PACMAN AMI: Effects of Alirocumab on Coronary Atherosclerosis Assessed by Serial Multimodality Intracoronary Imaging in Patients With Acute Myocardial Infarction
Reported from ACC 2022
Nicola Ryan provides a PICOT analysis of PACMAN AMI: a double-blind, placebo-controlled, randomized trial presented at ACC 2022 and simultaneously published in JAMA.
The PACMAN-AMI Trial is a prospective randomised, multicentre, trial comparing the effect of early administration of biweekly subcutaneous PCSK9 inhibitor alirocumab versus placebo on IVUS-derived percent atheroma volume (PAV) in patients undergoing PCI for acute myocardial infarctions.
PICOT analysis of the PACMAN-AMI trial courtesy of Nicola Ryan
Why this study – the rationale/objective?
Several plaque characteristics identifiable by intracoronary imaging, such as large atheroma volume as assessed by IVUS, large lipid burden as assessed by NIRS and OCT assessed thin caps, affect the likelihood of a plaque to progress or lead to an acute coronary event.
Addition of PCSK9 inhibitors to statin therapy in patients with elevated LDL-C has been shown to reduce cardiovascular events. Patients with AMI are particularly at risk of recurrent events due to the presence of high-risk non-obstructive plaques in the non-infarct related arteries. Therefore modification of plaque composition with early administration of alirocumab would be of interest in this group.

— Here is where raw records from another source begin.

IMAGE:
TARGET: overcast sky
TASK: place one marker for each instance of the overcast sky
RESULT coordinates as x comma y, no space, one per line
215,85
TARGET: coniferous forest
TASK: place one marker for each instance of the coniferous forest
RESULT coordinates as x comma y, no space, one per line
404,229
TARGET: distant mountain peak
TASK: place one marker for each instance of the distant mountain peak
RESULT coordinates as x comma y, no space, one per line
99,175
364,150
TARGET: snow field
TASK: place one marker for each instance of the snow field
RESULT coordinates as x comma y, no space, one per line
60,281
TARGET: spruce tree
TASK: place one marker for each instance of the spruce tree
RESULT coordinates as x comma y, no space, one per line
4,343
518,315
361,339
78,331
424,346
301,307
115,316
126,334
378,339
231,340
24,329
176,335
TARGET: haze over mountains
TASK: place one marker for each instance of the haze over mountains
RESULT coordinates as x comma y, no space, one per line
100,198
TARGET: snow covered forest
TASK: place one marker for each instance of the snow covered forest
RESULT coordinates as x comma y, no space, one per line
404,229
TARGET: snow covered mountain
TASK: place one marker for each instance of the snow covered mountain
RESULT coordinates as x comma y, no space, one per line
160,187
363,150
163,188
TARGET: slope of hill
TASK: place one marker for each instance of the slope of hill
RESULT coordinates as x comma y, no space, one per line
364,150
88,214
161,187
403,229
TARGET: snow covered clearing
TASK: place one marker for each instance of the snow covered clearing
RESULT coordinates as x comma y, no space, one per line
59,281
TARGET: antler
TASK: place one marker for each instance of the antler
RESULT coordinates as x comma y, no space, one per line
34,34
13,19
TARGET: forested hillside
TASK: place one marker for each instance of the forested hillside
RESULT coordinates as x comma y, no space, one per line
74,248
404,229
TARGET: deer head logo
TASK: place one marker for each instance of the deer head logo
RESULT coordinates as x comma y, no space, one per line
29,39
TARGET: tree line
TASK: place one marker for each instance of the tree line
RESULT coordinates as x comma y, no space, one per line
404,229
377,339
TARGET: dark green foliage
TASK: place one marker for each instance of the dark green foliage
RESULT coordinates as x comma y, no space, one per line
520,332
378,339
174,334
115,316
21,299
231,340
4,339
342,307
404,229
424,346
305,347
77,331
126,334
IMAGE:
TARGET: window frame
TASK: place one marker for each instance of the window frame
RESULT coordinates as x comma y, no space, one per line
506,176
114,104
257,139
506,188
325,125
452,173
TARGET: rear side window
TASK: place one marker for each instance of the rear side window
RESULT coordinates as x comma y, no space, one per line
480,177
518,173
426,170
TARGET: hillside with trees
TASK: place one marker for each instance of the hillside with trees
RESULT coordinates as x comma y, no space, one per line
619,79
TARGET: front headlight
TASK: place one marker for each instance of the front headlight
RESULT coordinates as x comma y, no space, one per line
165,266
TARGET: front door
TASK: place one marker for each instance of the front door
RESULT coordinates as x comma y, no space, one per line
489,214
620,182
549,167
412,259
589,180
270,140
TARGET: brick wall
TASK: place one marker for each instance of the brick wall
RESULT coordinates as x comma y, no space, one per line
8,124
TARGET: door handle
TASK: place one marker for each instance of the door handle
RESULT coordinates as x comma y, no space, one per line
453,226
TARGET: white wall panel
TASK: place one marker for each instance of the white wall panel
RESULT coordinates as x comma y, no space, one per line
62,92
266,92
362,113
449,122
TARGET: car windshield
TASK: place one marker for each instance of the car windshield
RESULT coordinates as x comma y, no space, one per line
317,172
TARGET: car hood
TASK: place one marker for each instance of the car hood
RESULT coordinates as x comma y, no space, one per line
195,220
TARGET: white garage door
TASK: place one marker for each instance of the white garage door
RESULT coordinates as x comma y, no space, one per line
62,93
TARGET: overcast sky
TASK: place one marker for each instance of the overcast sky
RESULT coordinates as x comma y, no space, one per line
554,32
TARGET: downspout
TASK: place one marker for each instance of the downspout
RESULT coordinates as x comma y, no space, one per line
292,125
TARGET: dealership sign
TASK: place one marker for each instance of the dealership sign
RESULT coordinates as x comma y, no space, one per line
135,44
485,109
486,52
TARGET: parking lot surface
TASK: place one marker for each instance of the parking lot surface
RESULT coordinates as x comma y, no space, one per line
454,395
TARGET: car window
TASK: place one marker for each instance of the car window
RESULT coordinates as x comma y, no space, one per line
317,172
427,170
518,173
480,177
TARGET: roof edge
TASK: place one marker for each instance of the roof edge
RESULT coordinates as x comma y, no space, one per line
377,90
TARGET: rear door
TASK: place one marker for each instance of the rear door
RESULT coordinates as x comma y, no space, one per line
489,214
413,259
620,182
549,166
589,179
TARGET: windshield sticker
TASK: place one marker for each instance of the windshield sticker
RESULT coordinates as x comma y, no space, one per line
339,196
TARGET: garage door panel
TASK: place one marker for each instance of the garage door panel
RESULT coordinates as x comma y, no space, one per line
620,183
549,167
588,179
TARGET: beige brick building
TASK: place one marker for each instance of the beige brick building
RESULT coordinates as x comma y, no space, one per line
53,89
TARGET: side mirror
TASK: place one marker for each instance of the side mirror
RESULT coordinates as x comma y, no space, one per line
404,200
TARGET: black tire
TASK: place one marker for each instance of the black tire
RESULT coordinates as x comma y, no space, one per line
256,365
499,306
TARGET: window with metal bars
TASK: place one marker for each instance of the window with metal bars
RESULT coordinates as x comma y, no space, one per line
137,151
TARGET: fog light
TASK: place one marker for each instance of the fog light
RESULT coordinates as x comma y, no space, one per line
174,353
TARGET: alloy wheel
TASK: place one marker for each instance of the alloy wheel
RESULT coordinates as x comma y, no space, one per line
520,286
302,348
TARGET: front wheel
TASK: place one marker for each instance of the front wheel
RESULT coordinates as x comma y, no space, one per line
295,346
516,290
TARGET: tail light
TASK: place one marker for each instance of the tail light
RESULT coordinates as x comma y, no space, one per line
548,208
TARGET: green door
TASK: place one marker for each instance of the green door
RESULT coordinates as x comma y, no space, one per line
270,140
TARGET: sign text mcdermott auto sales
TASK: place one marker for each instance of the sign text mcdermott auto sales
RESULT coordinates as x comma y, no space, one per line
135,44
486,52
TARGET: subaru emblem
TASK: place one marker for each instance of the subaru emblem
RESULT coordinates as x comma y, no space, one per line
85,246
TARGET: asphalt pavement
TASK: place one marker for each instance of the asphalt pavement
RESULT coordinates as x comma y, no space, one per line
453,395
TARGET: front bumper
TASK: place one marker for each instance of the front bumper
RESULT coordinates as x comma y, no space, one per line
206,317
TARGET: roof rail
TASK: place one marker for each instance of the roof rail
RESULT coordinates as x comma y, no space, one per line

How was it executed - the methodology?
Patients undergoing PCI for STEMI or NSTEMI with angiographic evidence of atherosclerosis >20% and <50% stenosis by visual assessment in the proximal part of two non IRAs were eligible for inclusion. An LDL-C of at least 125mg/dL if not on stable statin dose for at least 4 weeks or at least 70mg/dL if on a stable statin dose for at least 4 weeks. All eligible patients underwent intracoronary imaging with a combined NIRS-IVUS catheter and OCT of the two non-IRA’s and were then randomised to alirocumab 150mg or placebo via subcutaneous injection biweekly for 52 weeks. All patients received rosuvastatin 20mg daily.
- The primary outcome was change in percentage atheroma volume (PAV) from baseline to week 52
- Powered secondary endpoints were change in maximum lipid core burden index within 4mm via NIRS and change in minimal fibrous cap thickness (FCT) via OCT from baseline to week 52
- Secondary imaging endpoints were normalised total atheroma volume via IVUS, change in total LCBI via NIRS and changes in mean FCT and in mean angular extension of macrophages via OCT
- Secondary non-imaging related endpoints included the incidence of adjudicated events (all-cause mortality, cardiac death, myocardial infarction, ischaemia driven coronary revascularisation and stroke or TIA) and adverse events and changes in biomarkers.
What is the main result?
Overall 300 patients were included in the trial, 52.7% presenting with STEMI 47.3% with NSTEMI, the majority were male in their 50’s with a high prevalence of traditional CVRFs. Randomisation to alirocumab occurred in 148 and placebo in 152, in both groups the rates of both prior statin (11.5% vs. 13.2%) and high intensity statin (7.4% vs. 5.9%) use was low prior to enrolment.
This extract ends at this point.